Judge Myers called another hearing Friday morning, at which Stine said the class and the defendants had not reached a settlement. The judge entered the Baker letter in the record but refused to consider its allegations because Spachman hasn’t intervened in Wolf Popper’s case. Myers also denied Wolf Popper’s motion to enjoin the tender offer because she said money damages would adequately compensate shareholders for any harm. The judge did, however, set a trial schedule for the case, which suggests that Myers has no qualms that she has jurisdiction over shareholder claims against National Interstate’s majority owners.

Stine of Wolf Popper told me that as far as he’s concerned, he’ll be litigating the minority shareholders’ case. He also said the accusations against him and his firm are “unprofessional mudslinging,” and untrue to boot: Stine said he discussed settlement with the defendants only because the judge strongly encouraged discussions, not because he’s colluding. He didn’t agree to any disadvantageous deal, either in this case or in Delaware, where he said he’s been appointed class counsel numerous times after the 2010 case cited in the Baker Hostetler letter. “That letter was offensive to me,” he said. “And I had the feeling in court that the judge was offended by it.

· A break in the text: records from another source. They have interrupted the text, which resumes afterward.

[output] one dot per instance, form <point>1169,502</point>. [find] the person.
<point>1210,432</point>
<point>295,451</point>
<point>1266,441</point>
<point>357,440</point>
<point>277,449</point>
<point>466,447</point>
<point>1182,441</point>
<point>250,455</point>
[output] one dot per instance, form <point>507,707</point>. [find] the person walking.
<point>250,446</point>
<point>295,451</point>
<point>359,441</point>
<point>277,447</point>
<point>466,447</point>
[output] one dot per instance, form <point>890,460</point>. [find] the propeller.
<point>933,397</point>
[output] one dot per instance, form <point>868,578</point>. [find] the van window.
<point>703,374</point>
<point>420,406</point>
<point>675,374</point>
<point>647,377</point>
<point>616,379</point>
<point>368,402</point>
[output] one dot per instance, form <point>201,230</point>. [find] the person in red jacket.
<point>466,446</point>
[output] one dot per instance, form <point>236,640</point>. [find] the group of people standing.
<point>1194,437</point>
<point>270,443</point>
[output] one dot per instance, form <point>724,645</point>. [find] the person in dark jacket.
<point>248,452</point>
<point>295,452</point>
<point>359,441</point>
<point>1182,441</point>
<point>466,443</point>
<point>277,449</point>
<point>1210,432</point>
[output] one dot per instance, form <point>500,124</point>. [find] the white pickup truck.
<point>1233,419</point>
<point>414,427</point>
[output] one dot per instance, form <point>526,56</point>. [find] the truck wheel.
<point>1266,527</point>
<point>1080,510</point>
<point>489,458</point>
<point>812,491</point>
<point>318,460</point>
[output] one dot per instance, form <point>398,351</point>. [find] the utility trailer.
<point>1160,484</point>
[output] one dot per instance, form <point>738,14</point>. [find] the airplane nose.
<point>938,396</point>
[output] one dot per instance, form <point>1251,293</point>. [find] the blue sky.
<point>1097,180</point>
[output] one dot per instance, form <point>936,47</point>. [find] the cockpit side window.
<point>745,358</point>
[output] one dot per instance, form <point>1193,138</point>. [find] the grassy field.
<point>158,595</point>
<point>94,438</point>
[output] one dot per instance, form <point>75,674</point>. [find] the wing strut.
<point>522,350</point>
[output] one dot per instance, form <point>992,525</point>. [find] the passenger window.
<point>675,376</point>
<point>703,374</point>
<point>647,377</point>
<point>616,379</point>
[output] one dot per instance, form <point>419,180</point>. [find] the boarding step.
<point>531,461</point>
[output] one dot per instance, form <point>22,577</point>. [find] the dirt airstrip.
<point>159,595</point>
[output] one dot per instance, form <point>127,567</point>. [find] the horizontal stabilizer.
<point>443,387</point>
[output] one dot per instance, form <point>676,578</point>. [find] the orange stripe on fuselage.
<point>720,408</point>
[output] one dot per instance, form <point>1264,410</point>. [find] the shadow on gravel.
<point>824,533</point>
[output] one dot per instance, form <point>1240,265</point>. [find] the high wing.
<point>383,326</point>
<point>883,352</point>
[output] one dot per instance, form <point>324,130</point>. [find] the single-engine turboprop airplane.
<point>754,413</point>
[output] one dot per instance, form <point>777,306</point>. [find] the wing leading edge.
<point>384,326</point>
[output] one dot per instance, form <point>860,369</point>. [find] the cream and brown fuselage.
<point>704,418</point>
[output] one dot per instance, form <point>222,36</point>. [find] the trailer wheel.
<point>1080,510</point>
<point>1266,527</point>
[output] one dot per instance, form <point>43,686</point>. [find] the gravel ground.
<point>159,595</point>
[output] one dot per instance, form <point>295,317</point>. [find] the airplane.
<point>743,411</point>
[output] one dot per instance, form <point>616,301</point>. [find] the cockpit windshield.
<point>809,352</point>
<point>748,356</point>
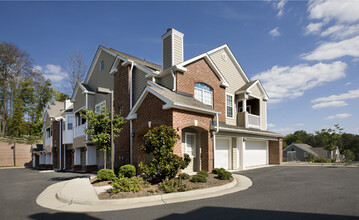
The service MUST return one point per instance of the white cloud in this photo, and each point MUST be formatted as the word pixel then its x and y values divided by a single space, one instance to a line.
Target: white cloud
pixel 270 125
pixel 333 50
pixel 351 94
pixel 330 104
pixel 314 28
pixel 274 32
pixel 339 32
pixel 344 11
pixel 280 6
pixel 291 82
pixel 338 116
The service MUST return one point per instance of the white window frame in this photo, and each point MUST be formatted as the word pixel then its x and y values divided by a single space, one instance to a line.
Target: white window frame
pixel 227 94
pixel 203 91
pixel 100 104
pixel 102 65
pixel 194 150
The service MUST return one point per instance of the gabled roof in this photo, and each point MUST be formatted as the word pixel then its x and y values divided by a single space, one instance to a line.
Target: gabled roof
pixel 55 109
pixel 172 100
pixel 246 88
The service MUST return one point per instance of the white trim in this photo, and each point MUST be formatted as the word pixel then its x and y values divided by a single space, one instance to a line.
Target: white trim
pixel 194 151
pixel 232 105
pixel 232 57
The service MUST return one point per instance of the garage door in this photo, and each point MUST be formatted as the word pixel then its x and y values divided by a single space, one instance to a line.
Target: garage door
pixel 222 153
pixel 255 153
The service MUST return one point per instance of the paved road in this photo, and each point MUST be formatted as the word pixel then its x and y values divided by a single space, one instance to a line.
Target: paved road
pixel 277 193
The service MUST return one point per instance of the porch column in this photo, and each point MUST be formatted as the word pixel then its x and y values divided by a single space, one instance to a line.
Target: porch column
pixel 77 156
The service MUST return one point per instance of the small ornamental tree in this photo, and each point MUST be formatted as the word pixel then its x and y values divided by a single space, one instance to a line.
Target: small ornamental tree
pixel 160 142
pixel 100 128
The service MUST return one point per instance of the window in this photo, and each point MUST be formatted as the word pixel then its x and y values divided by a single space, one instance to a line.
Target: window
pixel 203 93
pixel 191 144
pixel 120 111
pixel 69 122
pixel 99 106
pixel 102 65
pixel 229 106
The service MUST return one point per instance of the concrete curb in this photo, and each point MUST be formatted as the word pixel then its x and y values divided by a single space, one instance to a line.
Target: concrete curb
pixel 66 201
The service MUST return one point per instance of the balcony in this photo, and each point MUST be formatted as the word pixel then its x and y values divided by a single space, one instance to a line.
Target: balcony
pixel 253 121
pixel 79 130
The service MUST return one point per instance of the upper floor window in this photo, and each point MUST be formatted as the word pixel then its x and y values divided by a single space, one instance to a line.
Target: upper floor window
pixel 69 122
pixel 229 106
pixel 102 65
pixel 203 93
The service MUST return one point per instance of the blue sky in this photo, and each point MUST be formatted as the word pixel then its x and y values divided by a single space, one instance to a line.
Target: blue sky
pixel 306 54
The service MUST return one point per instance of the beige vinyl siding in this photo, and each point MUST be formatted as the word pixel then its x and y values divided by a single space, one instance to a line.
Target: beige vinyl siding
pixel 231 74
pixel 178 50
pixel 80 100
pixel 99 97
pixel 166 81
pixel 91 101
pixel 167 55
pixel 79 142
pixel 102 78
pixel 255 91
pixel 139 83
pixel 263 114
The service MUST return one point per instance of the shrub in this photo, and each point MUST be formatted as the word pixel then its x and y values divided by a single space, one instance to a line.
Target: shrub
pixel 202 173
pixel 224 175
pixel 125 184
pixel 105 174
pixel 199 178
pixel 183 176
pixel 159 142
pixel 321 160
pixel 173 185
pixel 128 170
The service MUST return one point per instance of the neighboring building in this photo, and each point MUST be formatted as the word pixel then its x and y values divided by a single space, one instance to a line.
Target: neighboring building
pixel 300 152
pixel 220 115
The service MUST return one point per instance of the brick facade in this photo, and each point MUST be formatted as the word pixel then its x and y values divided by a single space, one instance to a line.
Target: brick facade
pixel 199 71
pixel 275 151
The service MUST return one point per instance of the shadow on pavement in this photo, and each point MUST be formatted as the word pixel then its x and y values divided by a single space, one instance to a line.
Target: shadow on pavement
pixel 233 213
pixel 61 215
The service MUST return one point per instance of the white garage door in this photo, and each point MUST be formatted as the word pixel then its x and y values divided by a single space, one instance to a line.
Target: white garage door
pixel 255 153
pixel 222 153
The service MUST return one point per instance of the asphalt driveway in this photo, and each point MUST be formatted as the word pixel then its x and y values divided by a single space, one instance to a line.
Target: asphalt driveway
pixel 277 193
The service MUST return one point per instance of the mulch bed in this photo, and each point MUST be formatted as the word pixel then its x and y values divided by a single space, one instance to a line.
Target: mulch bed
pixel 212 181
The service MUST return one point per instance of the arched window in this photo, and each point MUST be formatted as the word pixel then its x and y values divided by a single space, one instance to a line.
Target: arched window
pixel 203 93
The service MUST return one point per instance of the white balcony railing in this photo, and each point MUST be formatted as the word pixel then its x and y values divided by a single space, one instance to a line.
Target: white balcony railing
pixel 48 141
pixel 79 130
pixel 253 121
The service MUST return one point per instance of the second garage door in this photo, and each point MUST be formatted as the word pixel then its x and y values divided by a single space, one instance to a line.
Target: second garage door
pixel 255 153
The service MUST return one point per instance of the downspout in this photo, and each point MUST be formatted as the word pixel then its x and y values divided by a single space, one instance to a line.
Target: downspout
pixel 131 94
pixel 60 144
pixel 174 80
pixel 214 140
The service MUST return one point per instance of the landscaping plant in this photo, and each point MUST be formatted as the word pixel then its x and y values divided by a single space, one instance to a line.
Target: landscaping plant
pixel 105 174
pixel 160 142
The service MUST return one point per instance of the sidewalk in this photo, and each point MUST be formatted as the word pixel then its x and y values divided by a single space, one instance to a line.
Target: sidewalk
pixel 78 195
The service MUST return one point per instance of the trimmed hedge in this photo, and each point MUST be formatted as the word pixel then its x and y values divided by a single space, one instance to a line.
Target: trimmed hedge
pixel 105 174
pixel 128 170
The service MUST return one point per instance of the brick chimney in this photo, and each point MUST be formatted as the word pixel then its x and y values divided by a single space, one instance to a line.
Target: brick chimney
pixel 172 48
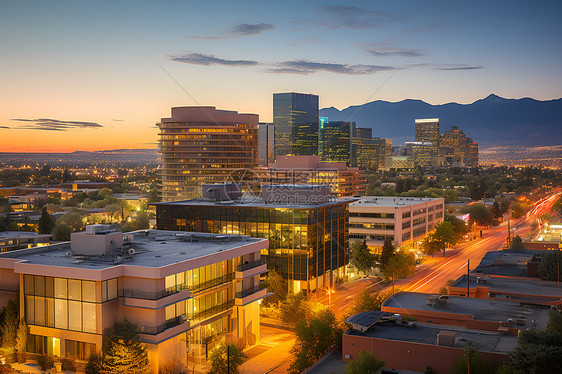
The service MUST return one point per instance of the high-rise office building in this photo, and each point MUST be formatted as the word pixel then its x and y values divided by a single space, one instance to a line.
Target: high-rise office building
pixel 295 117
pixel 201 145
pixel 384 150
pixel 344 180
pixel 266 137
pixel 335 141
pixel 427 131
pixel 456 149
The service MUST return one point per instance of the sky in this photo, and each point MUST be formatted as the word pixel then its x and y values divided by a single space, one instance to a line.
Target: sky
pixel 98 75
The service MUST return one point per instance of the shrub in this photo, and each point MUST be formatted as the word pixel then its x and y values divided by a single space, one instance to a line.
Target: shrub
pixel 46 362
pixel 68 364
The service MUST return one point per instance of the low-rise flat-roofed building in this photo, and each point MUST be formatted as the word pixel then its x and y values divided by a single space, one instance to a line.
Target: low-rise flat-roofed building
pixel 403 220
pixel 413 346
pixel 524 290
pixel 344 180
pixel 307 228
pixel 183 292
pixel 471 313
pixel 12 240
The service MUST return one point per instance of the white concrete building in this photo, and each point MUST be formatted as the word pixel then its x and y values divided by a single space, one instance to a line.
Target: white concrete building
pixel 405 220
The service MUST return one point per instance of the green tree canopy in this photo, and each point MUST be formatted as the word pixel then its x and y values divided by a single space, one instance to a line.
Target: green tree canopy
pixel 316 335
pixel 517 243
pixel 387 252
pixel 361 257
pixel 123 352
pixel 401 265
pixel 551 264
pixel 366 363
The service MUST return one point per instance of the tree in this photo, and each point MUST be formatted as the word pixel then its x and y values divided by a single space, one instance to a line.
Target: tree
pixel 366 363
pixel 21 340
pixel 496 211
pixel 61 232
pixel 219 362
pixel 399 266
pixel 294 308
pixel 550 266
pixel 123 352
pixel 554 321
pixel 517 243
pixel 444 236
pixel 471 363
pixel 387 251
pixel 430 245
pixel 10 324
pixel 361 257
pixel 277 286
pixel 316 335
pixel 46 223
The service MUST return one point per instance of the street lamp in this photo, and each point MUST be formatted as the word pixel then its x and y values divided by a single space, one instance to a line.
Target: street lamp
pixel 330 291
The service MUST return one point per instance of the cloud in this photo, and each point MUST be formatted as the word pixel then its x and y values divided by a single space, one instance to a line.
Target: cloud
pixel 237 31
pixel 50 124
pixel 247 29
pixel 458 67
pixel 208 60
pixel 342 16
pixel 392 52
pixel 304 67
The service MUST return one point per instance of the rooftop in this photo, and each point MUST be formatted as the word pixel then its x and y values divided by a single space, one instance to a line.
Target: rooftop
pixel 481 309
pixel 151 248
pixel 507 262
pixel 22 235
pixel 427 334
pixel 389 201
pixel 517 286
pixel 258 202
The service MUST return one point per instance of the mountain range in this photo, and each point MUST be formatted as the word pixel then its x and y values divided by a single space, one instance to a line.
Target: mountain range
pixel 490 121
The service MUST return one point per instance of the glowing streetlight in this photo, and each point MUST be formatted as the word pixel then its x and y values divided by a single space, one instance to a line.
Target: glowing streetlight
pixel 330 292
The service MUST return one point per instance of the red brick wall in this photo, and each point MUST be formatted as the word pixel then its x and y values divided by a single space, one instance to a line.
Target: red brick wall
pixel 411 356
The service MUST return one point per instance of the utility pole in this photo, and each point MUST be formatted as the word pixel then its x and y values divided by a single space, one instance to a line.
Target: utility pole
pixel 508 235
pixel 468 278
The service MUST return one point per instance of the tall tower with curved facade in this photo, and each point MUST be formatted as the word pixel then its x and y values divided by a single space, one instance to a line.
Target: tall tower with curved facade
pixel 202 145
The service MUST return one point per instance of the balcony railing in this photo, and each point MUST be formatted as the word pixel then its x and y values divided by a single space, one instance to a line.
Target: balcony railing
pixel 249 291
pixel 211 311
pixel 212 283
pixel 152 295
pixel 154 330
pixel 251 265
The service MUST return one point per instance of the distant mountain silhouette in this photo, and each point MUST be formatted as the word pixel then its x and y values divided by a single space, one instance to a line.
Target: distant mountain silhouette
pixel 490 121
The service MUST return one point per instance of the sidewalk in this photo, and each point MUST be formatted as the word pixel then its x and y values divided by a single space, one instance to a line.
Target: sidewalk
pixel 271 354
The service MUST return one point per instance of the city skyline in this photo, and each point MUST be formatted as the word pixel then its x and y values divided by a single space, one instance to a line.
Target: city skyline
pixel 94 76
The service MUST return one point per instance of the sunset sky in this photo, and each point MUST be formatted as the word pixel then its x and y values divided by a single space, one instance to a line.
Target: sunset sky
pixel 96 75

I love this litigation. I love this kind of case. I did not love the Baker Hostetler letter.”

Friedman, meanwhile, said he is still hoping to persuade Judge McCarty to entertain a TRO motion in the Akron class action. Because the Cincinnati case didn’t name the controlled director defendants until after the Akron suit was filed, he said, “we have a pretty strong argument that our judge should not have divested herself of jurisdiction.” There’s also a public policy argument that courts should not favor shareholders who rush to court with underdeveloped arguments over those who wait until facts are clearer, he said, nor should judges permit defendants to forum shop and strike supposedly collusive deals. “It would be a miscarriage of justice to let (the Cincinnati case) go forward,” Friedman said.

Great American counsel Burke declined to comment on the merits of the case, but gave me a statement on the fight between the plaintiffs firms. “American Financial Group and Great American are pleased the Hamilton County court has denied the motions for a temporary restraining order and preliminary injunction,” he said. “Others are apparently disappointed and are attempting inappropriately to litigate this matter in the press. We deny any allegation of collusion.”